L’apport de Toulouse
Avec ses doux yeux et son pelage soyeux, Toulouse attire le regard. Cette chienne d’assistance de sept ans, un mélange de bouvier bernois et de labrador, a été formée par la Fondation Mira au Québec, une partenaire en recherche de Virginie Abat-Roy. Toulouse a été placée avec elle de façon stratégique afin d’avoir un impact significatif sur la recherche en inclusion.
Toulouse a ainsi joué un rôle instrumental dans son projet de recherche doctoral sur l’expérience en inclusion et l’accessibilité des personnes qui ont un chien guide ou d’assistance, surtout les enfants. « Toulouse m’a aidée à créer un lien de confiance. Comme j’avais un chien avec moi, les gens avaient l’impression qu’ils n’avaient pas besoin de tout m’expliquer. Dès le début, j’ai l’impression que nous avons eu des conversations plus authentiques », précise-t-elle.
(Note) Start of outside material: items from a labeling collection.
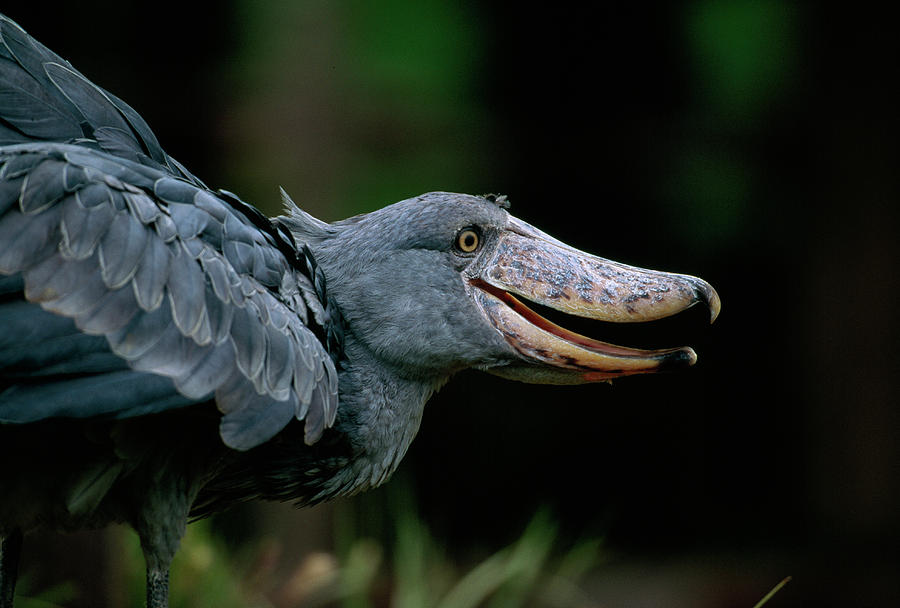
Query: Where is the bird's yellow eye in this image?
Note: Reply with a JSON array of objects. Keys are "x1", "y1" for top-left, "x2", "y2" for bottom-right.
[{"x1": 456, "y1": 228, "x2": 481, "y2": 253}]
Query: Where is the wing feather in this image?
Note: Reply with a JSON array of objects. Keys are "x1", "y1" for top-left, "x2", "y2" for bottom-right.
[
  {"x1": 0, "y1": 141, "x2": 337, "y2": 449},
  {"x1": 0, "y1": 8, "x2": 337, "y2": 449}
]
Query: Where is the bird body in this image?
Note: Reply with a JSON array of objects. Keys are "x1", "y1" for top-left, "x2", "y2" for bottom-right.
[{"x1": 0, "y1": 11, "x2": 719, "y2": 608}]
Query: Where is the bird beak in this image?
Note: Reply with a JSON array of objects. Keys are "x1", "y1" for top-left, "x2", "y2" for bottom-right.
[{"x1": 467, "y1": 216, "x2": 721, "y2": 384}]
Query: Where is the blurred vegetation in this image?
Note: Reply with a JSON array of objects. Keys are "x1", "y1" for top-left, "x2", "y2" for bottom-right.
[{"x1": 16, "y1": 492, "x2": 604, "y2": 608}]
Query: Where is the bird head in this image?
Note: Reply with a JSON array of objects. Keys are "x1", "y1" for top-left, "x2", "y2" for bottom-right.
[{"x1": 282, "y1": 192, "x2": 720, "y2": 384}]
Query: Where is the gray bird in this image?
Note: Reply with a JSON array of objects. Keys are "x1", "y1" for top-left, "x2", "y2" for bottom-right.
[{"x1": 0, "y1": 16, "x2": 719, "y2": 608}]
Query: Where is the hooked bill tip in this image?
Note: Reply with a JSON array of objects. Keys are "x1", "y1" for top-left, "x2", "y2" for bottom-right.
[
  {"x1": 694, "y1": 279, "x2": 722, "y2": 326},
  {"x1": 657, "y1": 346, "x2": 697, "y2": 372}
]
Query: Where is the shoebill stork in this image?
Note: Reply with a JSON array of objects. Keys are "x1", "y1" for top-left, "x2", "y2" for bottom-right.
[{"x1": 0, "y1": 10, "x2": 719, "y2": 608}]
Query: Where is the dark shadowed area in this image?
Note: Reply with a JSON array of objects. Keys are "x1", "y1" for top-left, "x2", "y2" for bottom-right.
[{"x1": 3, "y1": 0, "x2": 900, "y2": 608}]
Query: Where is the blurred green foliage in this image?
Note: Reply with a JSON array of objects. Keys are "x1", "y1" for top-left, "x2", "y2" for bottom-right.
[{"x1": 685, "y1": 0, "x2": 798, "y2": 120}]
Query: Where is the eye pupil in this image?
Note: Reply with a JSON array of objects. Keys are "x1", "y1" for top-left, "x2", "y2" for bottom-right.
[{"x1": 456, "y1": 228, "x2": 478, "y2": 253}]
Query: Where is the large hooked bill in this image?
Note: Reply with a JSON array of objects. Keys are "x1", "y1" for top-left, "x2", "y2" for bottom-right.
[{"x1": 467, "y1": 216, "x2": 721, "y2": 384}]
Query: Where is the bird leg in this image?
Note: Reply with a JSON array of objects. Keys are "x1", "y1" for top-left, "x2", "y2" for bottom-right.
[
  {"x1": 147, "y1": 565, "x2": 169, "y2": 608},
  {"x1": 0, "y1": 530, "x2": 22, "y2": 608}
]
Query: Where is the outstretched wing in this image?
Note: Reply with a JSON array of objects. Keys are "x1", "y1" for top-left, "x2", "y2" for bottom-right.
[
  {"x1": 0, "y1": 14, "x2": 203, "y2": 180},
  {"x1": 0, "y1": 16, "x2": 337, "y2": 449}
]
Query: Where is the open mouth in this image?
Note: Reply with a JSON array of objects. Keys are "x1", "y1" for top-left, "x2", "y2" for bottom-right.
[{"x1": 468, "y1": 216, "x2": 720, "y2": 384}]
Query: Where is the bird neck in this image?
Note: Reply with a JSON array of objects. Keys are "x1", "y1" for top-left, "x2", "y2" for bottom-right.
[{"x1": 335, "y1": 333, "x2": 447, "y2": 493}]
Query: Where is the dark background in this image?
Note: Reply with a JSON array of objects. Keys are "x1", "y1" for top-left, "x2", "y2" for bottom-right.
[{"x1": 4, "y1": 0, "x2": 900, "y2": 607}]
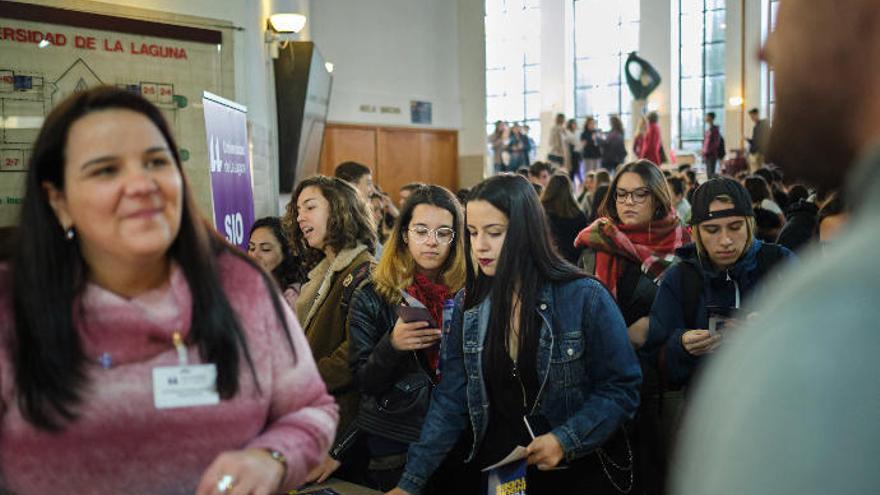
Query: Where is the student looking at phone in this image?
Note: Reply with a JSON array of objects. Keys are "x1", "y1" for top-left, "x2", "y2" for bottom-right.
[
  {"x1": 349, "y1": 186, "x2": 465, "y2": 490},
  {"x1": 641, "y1": 177, "x2": 794, "y2": 388},
  {"x1": 392, "y1": 174, "x2": 641, "y2": 495}
]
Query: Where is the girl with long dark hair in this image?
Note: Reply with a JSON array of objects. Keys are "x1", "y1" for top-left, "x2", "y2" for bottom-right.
[
  {"x1": 395, "y1": 175, "x2": 641, "y2": 494},
  {"x1": 575, "y1": 160, "x2": 690, "y2": 493},
  {"x1": 248, "y1": 217, "x2": 305, "y2": 308},
  {"x1": 541, "y1": 174, "x2": 587, "y2": 264},
  {"x1": 0, "y1": 87, "x2": 336, "y2": 494}
]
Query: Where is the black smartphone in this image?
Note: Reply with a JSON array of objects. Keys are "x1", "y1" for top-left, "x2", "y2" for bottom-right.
[{"x1": 397, "y1": 305, "x2": 440, "y2": 328}]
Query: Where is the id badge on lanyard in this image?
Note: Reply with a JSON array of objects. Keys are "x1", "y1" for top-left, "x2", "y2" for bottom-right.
[{"x1": 153, "y1": 332, "x2": 220, "y2": 409}]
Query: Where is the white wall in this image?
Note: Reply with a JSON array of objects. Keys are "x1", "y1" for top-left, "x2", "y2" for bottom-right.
[
  {"x1": 311, "y1": 0, "x2": 460, "y2": 129},
  {"x1": 457, "y1": 0, "x2": 487, "y2": 187}
]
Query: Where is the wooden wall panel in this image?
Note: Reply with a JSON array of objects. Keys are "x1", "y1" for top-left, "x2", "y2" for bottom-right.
[
  {"x1": 321, "y1": 123, "x2": 458, "y2": 207},
  {"x1": 319, "y1": 124, "x2": 377, "y2": 176}
]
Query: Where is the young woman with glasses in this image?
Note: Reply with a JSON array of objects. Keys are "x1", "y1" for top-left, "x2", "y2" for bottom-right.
[
  {"x1": 575, "y1": 160, "x2": 690, "y2": 493},
  {"x1": 349, "y1": 186, "x2": 465, "y2": 490},
  {"x1": 393, "y1": 174, "x2": 641, "y2": 495}
]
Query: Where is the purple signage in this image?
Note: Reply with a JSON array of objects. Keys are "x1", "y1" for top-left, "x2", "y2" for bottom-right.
[{"x1": 202, "y1": 91, "x2": 254, "y2": 251}]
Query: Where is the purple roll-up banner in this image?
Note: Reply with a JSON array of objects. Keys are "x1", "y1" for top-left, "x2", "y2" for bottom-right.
[{"x1": 202, "y1": 91, "x2": 254, "y2": 251}]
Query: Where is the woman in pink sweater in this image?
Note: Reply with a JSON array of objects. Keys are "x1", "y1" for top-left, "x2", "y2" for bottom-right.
[{"x1": 0, "y1": 87, "x2": 337, "y2": 494}]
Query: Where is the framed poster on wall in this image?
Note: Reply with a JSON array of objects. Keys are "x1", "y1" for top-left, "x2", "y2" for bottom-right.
[{"x1": 0, "y1": 0, "x2": 235, "y2": 226}]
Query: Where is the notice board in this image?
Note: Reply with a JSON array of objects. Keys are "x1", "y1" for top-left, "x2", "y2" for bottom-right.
[{"x1": 0, "y1": 1, "x2": 235, "y2": 226}]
La présence de Toulouse a également permis à cette chercheuse de constater elle-même la réalité vécue par les personnes avec un chien d’assistance. La toute première fois qu’elle est sortie en public avec Toulouse, une personne inconnue l’a examinée de la tête aux pieds avant de l’interpeler rudement. « T’as pas l’air handicapée ! C’est quoi ton problème ? », lui a-t-on demandé.
« J’ai été tellement choquée ! Je tenais pour acquise l’accessibilité et c’était vraiment de l’incompréhension de ma part. Ça m’a ouvert la porte à tout un monde, à toute une réalité dont je n’avais pas conscience », se rappelle-t-elle.
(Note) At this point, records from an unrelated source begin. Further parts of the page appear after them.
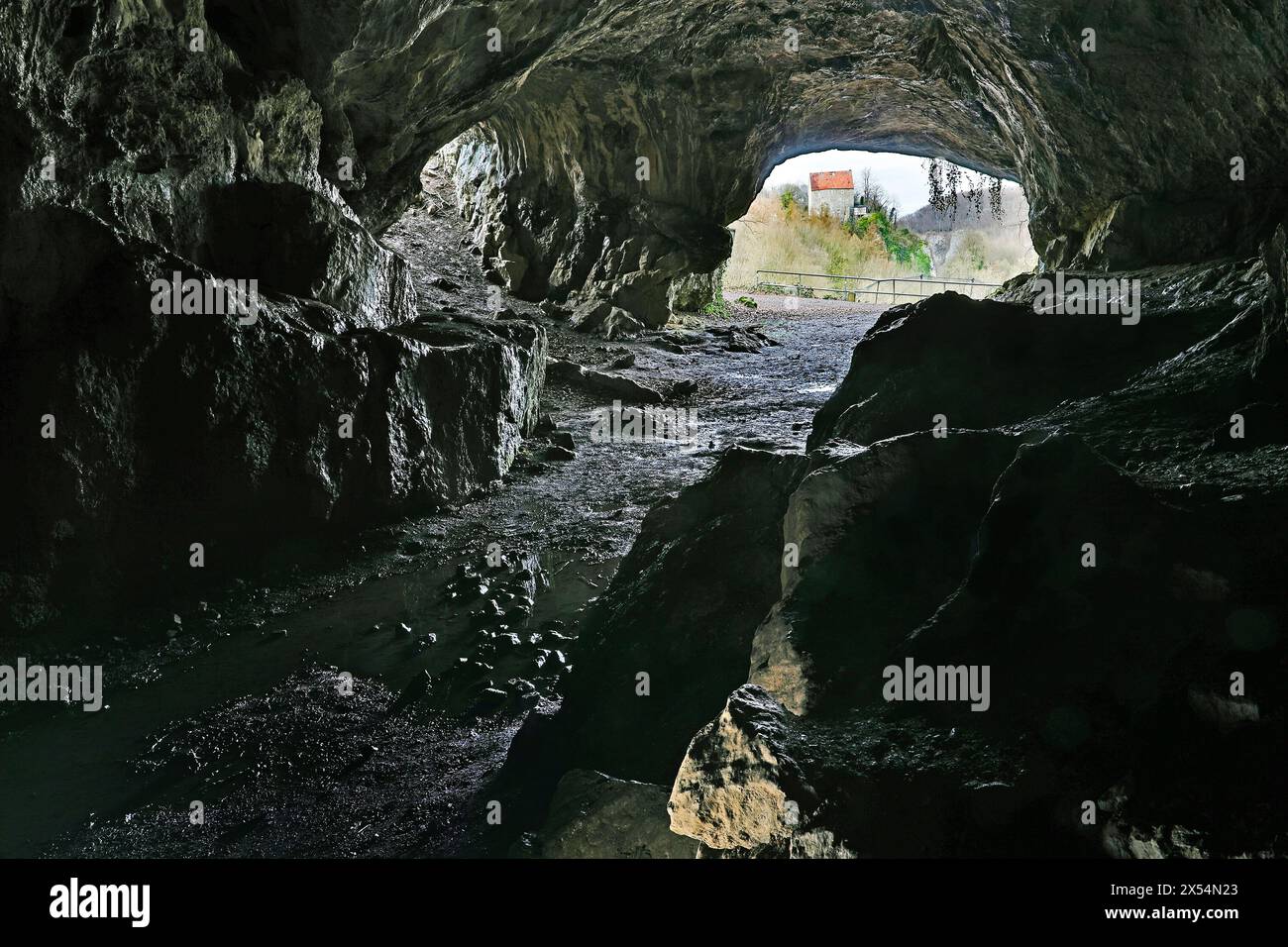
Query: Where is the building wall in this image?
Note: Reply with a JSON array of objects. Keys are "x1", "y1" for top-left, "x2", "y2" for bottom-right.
[{"x1": 808, "y1": 188, "x2": 854, "y2": 220}]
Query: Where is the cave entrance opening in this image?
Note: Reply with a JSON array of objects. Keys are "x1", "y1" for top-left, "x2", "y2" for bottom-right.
[{"x1": 724, "y1": 149, "x2": 1038, "y2": 308}]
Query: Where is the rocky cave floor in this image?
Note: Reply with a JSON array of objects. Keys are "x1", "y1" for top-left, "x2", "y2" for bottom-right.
[{"x1": 0, "y1": 170, "x2": 885, "y2": 857}]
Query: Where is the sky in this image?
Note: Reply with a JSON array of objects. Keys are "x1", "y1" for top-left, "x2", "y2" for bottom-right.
[{"x1": 765, "y1": 149, "x2": 958, "y2": 214}]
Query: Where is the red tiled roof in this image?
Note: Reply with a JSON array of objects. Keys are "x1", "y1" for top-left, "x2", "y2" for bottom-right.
[{"x1": 808, "y1": 171, "x2": 854, "y2": 191}]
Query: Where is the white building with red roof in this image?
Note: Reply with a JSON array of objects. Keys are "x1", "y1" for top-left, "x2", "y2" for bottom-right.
[{"x1": 808, "y1": 171, "x2": 854, "y2": 220}]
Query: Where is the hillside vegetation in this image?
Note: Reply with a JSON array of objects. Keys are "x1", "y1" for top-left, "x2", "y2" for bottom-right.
[
  {"x1": 725, "y1": 188, "x2": 931, "y2": 291},
  {"x1": 901, "y1": 184, "x2": 1038, "y2": 282}
]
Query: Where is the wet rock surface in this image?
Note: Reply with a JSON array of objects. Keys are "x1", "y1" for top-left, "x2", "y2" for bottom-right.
[
  {"x1": 520, "y1": 770, "x2": 698, "y2": 858},
  {"x1": 538, "y1": 262, "x2": 1288, "y2": 857},
  {"x1": 0, "y1": 168, "x2": 875, "y2": 857}
]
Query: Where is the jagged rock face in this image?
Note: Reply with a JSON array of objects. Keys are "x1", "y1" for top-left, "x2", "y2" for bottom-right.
[
  {"x1": 448, "y1": 0, "x2": 1288, "y2": 325},
  {"x1": 0, "y1": 7, "x2": 545, "y2": 630},
  {"x1": 501, "y1": 449, "x2": 805, "y2": 785},
  {"x1": 654, "y1": 262, "x2": 1288, "y2": 857},
  {"x1": 537, "y1": 770, "x2": 698, "y2": 858},
  {"x1": 15, "y1": 0, "x2": 1272, "y2": 325}
]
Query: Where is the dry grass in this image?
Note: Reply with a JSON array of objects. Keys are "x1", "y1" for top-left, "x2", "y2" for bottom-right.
[{"x1": 725, "y1": 194, "x2": 917, "y2": 288}]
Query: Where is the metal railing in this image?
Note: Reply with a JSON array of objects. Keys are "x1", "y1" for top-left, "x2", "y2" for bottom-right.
[{"x1": 756, "y1": 269, "x2": 1002, "y2": 303}]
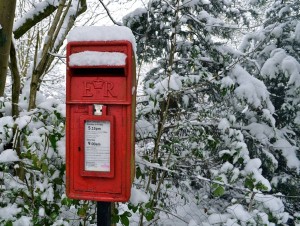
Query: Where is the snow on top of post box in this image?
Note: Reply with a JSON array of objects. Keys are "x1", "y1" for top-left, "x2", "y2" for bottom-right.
[
  {"x1": 69, "y1": 51, "x2": 127, "y2": 66},
  {"x1": 67, "y1": 26, "x2": 136, "y2": 50}
]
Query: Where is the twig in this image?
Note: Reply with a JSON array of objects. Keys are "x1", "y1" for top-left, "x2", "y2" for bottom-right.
[{"x1": 99, "y1": 0, "x2": 122, "y2": 26}]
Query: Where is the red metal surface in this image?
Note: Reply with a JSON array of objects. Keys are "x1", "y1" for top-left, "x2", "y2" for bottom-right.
[{"x1": 66, "y1": 41, "x2": 135, "y2": 202}]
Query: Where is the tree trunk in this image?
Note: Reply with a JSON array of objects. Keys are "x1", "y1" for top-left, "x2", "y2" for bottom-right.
[{"x1": 0, "y1": 0, "x2": 16, "y2": 96}]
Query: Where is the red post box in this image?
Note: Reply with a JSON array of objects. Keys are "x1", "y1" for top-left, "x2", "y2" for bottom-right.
[{"x1": 66, "y1": 27, "x2": 136, "y2": 202}]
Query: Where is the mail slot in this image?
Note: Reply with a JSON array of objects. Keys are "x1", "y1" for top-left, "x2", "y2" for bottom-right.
[{"x1": 66, "y1": 27, "x2": 136, "y2": 202}]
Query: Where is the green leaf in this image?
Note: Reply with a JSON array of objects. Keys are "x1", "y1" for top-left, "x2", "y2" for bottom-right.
[{"x1": 4, "y1": 221, "x2": 13, "y2": 226}]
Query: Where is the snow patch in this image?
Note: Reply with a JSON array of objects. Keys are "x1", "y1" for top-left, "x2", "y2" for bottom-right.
[
  {"x1": 273, "y1": 139, "x2": 300, "y2": 173},
  {"x1": 67, "y1": 26, "x2": 136, "y2": 50},
  {"x1": 0, "y1": 149, "x2": 19, "y2": 163},
  {"x1": 69, "y1": 51, "x2": 127, "y2": 66}
]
Sa recherche a donc exploré ces situations liées à l’accessibilité à l’aide de la méthode PhotoVoix qui permettait aux personnes participantes de partager des images de leur situation d’accessibilité au quotidien dans un groupe privé. Les gens pouvaient aussi échanger entre eux des idées, des conseils et des solutions.
En plus de publier des articles scientifiques sur ce projet, Virginie Abat-Roy examine également les possibilités devant elle pour rendre ses résultats de recherche plus accessibles à un large public. Elle mentionne notamment un site internet interactif et un livre pour enfants sur le quotidien des personnes en situation de handicap ayant un chien guide ou d’assistance.
Nouvelles pistes de recherche
Inspirée, Virginie Abat-Roy établit présentement les bases de son prochain projet de recherche avec Toulouse pour mieux comprendre l’impact et les retombées des chiens d’assistance en contexte d’intervention et d’accompagnement dans divers milieux sociaux. D’ailleurs, Toulouse l’accompagne quotidiennement à l’Université de Moncton et sa simple présence change la dynamique de classe en laissant dans son sillage des sourires et de la relaxation. « Des fois, des personnes étudiantes viennent cogner à ma porte pour demander de passer cinq minutes avec Toulouse parce qu’elles sont stressées. »
Aussi, cette chercheuse s’apprête à collecter des données pour mieux comprendre les parcours de personnes enseignantes issues de la diversité. « Il est important pour les élèves de voir des gens autour d’eux qui leur ressemblent. Avec ce projet, nous pourrons mieux comprendre les obstacles de ces personnes enseignantes pour les surmonter », explique-t-elle.
La première phase de ce projet fera circuler un questionnaire auprès des personnes étudiantes en éducation à l’Université de Moncton et du personnel enseignant dans les écoles du Nouveau-Brunswick. La deuxième phase du projet étendra ensuite la collecte de données aux autres provinces canadiennes grâce à l’appui de RÉVERBÈRE, soit le Réseau de recherche et de valorisation de la recherche sur le bien-être et la réussite en contexte de diversité, où Virginie Abat-Roy est chercheuse régulière. « Ceci nous permettra de comparer avec ce qui se passe ailleurs, d’aller chercher des pratiques gagnantes et de comprendre les obstacles qui sont systémiques pour développer des ressources », avance-t-elle.
« Nous avons besoin de tels projets pour l’inclusion, car nous avons besoin d’en parler, pas juste dans les écoles, mais à l’université aussi. L’inclusion est le rôle de tout le monde », conclut-elle.